Es la segunda vez que la escucho en directo y tengo que contarlo, necesito compartirlo, es una descarga tal de belleza la que acabo de recibir que me cuesta conciliar el sueño y me he visto delante del teclado sin darme cuenta, mientras aún resuenan en mi témpano hechizado las últimas notas del concierto.
Si en la primera quedé epatado, máxime por comparación con otras piezas que se tocaron, en esta segunda y con la lección aprendida, he disfrutado de cada nota deliciosamente, de una orquesta perfectamente empastada por momentos y cuyo sonido nos envolvía y adentraba en otro nivel de la realidad a todos los presentes, otro estadio pleno de sincronías armónicas que elevan el espíritu a un grado fraternal y no dejan lugar a la duda: es un obra maestra.
La música posee la potestad de aunarnos, de liderar lo mejor de nosotros mismos, es un universo comprimido en ondas cuyo alcance perturba al que se expone a su radiación de tal modo que, en ese dichoso momento, no cabe maldad alguna en pensamiento u obra, es una manifestación de la divinidad implícita del hombre que nos empuja a progresar… Y Tchaikovski lo visionó. Y en ese momento surgió esta maravilla de su fecunda imaginación combinatoria y las notas se aposentaron en el pentagrama al natural, con el capote ensoñándose al pitón izquierdo de la embestida del Minotauro.
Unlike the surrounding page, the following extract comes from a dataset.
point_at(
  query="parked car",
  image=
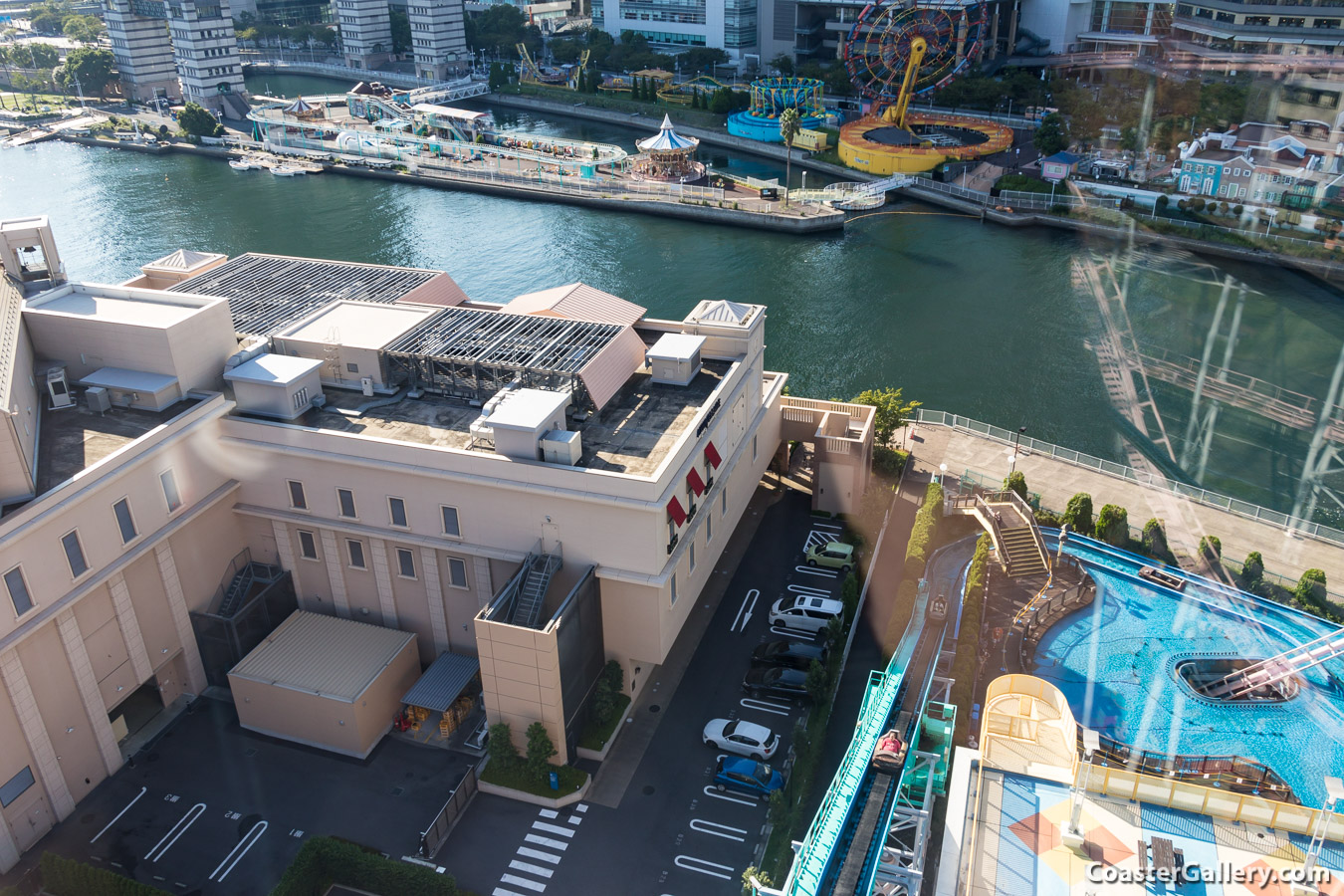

Para que haya futuro, para que los por venir nos ofrezcan su contemporaneidad entre flores de loto, la educación debe poner una Quinta marcha y llevar a nuestros vástagos hacia la música a toda velocidad, pues un mundo de músicos no puede servir la esquizofrenia de la sinrazón entre sus platos del menú.
Los que hayáis leído esto, acercaos a él y dejad vuestro espíritu a buen recaudo entre sus sinfónicos brazos hechos de violines, flautas, trompas y chelos. En una hora escasa, habitaréis la tierra prometida.